O contexto de aumento da violência contra a mulher conta com o agravante de ser estrutural e ser potencializado por questões de raça, classe, origem e outros marcadores de diferença, sendo as mulheres negras e pobres as que historicamente têm menos acesso à justiça (DELL'AGLIO; MACHADO, 2019; LAVOR FILHO, 2018). Soma-se a isso o fato de que a violência contra a mulher também é reconhecida como um grave problema de saúde pública (AZAMBUJA; NOGUEIRA, 2008). Nesse sentido, entende-se que a Universidade, a partir das suas políticas de ensino, pesquisa e extensão, deve contribuir por meio de ações efetivas a partir do seu potencial para a redução dessa problemática social.

Entende-se que a problemática é transversal na formação acadêmica. Por esse motivo, cursos de diferentes áreas possuem potencial para contribuir com o enfrentamento da violência contra a mulher, especialmente no que diz respeito ao seu caráter multidisciplinar e integral.

Os estudantes da área da saúde, por exemplo, podem colaborar e devem estar atentos no atendimento às vítimas de violência. Trabalhar esta temática na formação de profissionais da saúde/enfermagem possibilita a inserção de espaços de reflexão, transversalizando todo o curso e estendendo-se para a comunidade, por meio da disseminação de práticas que empoderem as mulheres para o enfrentamento da violência, permitindo, assim, a desconstrução das desigualdades de gênero presentes na sociedade.

Cabe ressaltar que a violência contra a mulher também atinge suas famílias, especialmente seus filhos em idade escolar, podendo vir a afetar o desenvolvimento cognitivo e as condições de aprendizagem destes indivíduos. Desta forma, para as crianças que se encontram em processo de alfabetização, pretende-se realizar ofertas de oficinas voltadas ao reforço escolar, a fim de apoiar na manutenção dos estudos e na compreensão de conteúdos, oferecendo suporte extra curricular e especializado por discentes do curso de Pedagogia.

Objetiva-se que tais momentos proporcionem apoio às mulheres, numa perspectiva de emancipação, promoção de direitos, autoestima e vislumbre de novas possibilidades. Além disso, pretende-se explorar as singularidades, potencialidades e assistências que podem ser a elas proporcionadas. Ademais, o projeto pretende propor momentos de sensibilização e reflexão para a comunidade com relação à temática, contribuindo assim no combate a desigualdade de gênero.

Como entidade parceira a Fundação La Salle contempla o Centro Regional de Abrigamento de Mulheres Vítimas de Violência (CRAM).
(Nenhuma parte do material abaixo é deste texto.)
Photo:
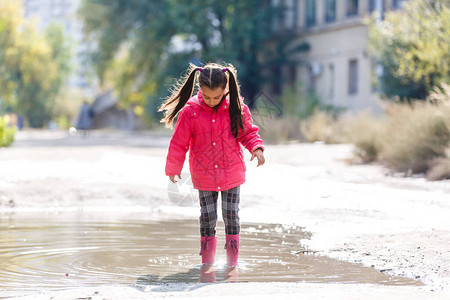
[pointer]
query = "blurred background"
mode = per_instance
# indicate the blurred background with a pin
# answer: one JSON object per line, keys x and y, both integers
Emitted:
{"x": 374, "y": 73}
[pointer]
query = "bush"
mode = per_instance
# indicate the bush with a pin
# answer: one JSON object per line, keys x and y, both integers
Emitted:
{"x": 322, "y": 126}
{"x": 6, "y": 132}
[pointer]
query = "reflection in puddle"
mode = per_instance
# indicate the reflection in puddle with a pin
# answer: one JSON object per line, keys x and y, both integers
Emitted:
{"x": 55, "y": 253}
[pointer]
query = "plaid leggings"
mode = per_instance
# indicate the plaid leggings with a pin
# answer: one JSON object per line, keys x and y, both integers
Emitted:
{"x": 230, "y": 209}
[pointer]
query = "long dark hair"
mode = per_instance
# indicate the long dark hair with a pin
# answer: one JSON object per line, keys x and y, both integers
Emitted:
{"x": 212, "y": 76}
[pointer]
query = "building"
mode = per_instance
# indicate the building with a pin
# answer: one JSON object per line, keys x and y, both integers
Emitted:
{"x": 336, "y": 66}
{"x": 64, "y": 12}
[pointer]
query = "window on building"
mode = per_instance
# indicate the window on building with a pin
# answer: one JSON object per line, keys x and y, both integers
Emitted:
{"x": 330, "y": 11}
{"x": 352, "y": 8}
{"x": 331, "y": 81}
{"x": 310, "y": 13}
{"x": 353, "y": 76}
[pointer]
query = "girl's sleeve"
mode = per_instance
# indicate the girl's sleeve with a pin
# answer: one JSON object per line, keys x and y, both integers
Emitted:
{"x": 179, "y": 145}
{"x": 250, "y": 138}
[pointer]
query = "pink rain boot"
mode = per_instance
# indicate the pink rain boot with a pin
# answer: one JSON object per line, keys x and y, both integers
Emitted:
{"x": 232, "y": 246}
{"x": 208, "y": 249}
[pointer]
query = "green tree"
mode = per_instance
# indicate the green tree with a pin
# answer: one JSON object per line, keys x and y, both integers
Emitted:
{"x": 413, "y": 45}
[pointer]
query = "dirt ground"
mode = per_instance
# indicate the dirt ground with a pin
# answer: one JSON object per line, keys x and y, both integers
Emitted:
{"x": 356, "y": 213}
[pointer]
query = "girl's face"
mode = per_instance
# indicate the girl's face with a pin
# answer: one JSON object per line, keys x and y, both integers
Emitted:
{"x": 212, "y": 97}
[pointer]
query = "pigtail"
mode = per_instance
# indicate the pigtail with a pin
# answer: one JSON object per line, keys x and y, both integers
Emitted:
{"x": 179, "y": 97}
{"x": 236, "y": 118}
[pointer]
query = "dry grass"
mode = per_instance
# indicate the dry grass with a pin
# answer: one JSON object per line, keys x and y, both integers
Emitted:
{"x": 439, "y": 169}
{"x": 364, "y": 131}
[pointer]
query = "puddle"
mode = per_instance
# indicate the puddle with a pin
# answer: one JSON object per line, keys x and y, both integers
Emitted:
{"x": 41, "y": 254}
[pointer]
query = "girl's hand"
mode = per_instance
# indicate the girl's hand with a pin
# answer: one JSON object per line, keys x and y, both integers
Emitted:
{"x": 172, "y": 178}
{"x": 258, "y": 153}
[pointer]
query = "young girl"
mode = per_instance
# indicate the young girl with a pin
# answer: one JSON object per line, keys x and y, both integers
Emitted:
{"x": 212, "y": 124}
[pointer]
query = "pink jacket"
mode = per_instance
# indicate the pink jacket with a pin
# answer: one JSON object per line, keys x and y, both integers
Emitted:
{"x": 216, "y": 159}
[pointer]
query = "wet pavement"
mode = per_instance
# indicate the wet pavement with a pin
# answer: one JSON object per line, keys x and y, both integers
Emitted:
{"x": 78, "y": 250}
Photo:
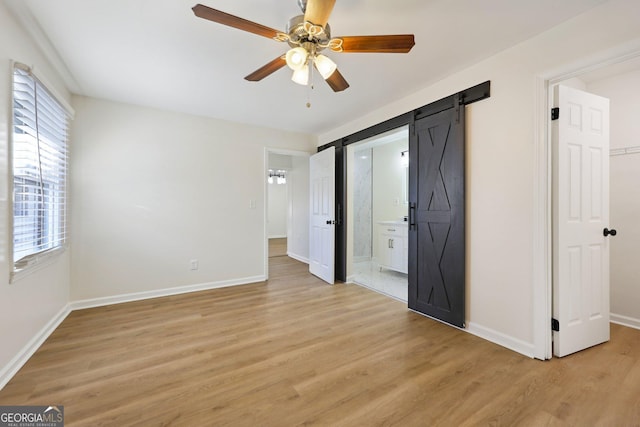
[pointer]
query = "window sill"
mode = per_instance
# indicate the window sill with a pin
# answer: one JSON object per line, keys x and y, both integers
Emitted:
{"x": 36, "y": 263}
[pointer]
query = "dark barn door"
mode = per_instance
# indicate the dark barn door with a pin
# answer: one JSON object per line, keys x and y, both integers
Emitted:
{"x": 437, "y": 216}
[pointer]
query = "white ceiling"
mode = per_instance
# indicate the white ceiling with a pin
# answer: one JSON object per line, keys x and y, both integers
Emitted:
{"x": 157, "y": 53}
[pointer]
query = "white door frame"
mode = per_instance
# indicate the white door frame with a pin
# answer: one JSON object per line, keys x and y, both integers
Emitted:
{"x": 265, "y": 228}
{"x": 542, "y": 238}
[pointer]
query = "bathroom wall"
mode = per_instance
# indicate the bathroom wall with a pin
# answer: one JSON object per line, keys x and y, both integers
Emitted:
{"x": 389, "y": 184}
{"x": 362, "y": 204}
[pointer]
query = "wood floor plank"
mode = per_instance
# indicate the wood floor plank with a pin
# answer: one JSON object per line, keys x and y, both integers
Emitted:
{"x": 295, "y": 351}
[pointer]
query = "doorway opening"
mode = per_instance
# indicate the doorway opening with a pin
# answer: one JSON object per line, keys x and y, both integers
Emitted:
{"x": 602, "y": 78}
{"x": 377, "y": 210}
{"x": 286, "y": 216}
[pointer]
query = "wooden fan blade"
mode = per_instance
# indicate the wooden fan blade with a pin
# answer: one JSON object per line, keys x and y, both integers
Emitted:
{"x": 398, "y": 43}
{"x": 267, "y": 70}
{"x": 337, "y": 82}
{"x": 318, "y": 11}
{"x": 205, "y": 12}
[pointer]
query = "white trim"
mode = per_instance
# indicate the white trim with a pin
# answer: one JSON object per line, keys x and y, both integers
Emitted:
{"x": 139, "y": 296}
{"x": 542, "y": 268}
{"x": 298, "y": 257}
{"x": 519, "y": 346}
{"x": 624, "y": 150}
{"x": 32, "y": 27}
{"x": 23, "y": 356}
{"x": 619, "y": 319}
{"x": 542, "y": 283}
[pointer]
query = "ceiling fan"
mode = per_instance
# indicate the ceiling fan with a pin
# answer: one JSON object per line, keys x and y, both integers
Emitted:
{"x": 308, "y": 35}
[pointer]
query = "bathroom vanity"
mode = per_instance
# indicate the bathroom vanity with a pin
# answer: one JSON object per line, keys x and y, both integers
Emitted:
{"x": 393, "y": 245}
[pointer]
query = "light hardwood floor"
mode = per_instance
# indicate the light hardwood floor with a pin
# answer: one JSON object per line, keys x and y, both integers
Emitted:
{"x": 294, "y": 351}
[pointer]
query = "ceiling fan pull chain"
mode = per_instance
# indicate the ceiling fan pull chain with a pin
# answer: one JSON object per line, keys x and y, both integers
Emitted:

Desde 2019 o CRAM atua no atendimento às mulheres, oferecendo um local seguro, de moradia protegida, e de atendimento integral, um serviço de caráter sigiloso e de longa duração no qual as usuárias podem permanecer por um período de até 180 dias. O CRAM tem como objetivo garantir a integridade física e psicológica das mulheres em risco de morte e de seus filhos, favorecendo o exercício da sua condição cidadã, bem como fortalecer a sua autoestima, possibilitando que se tornem protagonistas de seus próprios direitos. Outrossim, o projeto também prevê parcerias com outras instituições da região, identificadas ou demandantes de serviços que contemplem o escopo.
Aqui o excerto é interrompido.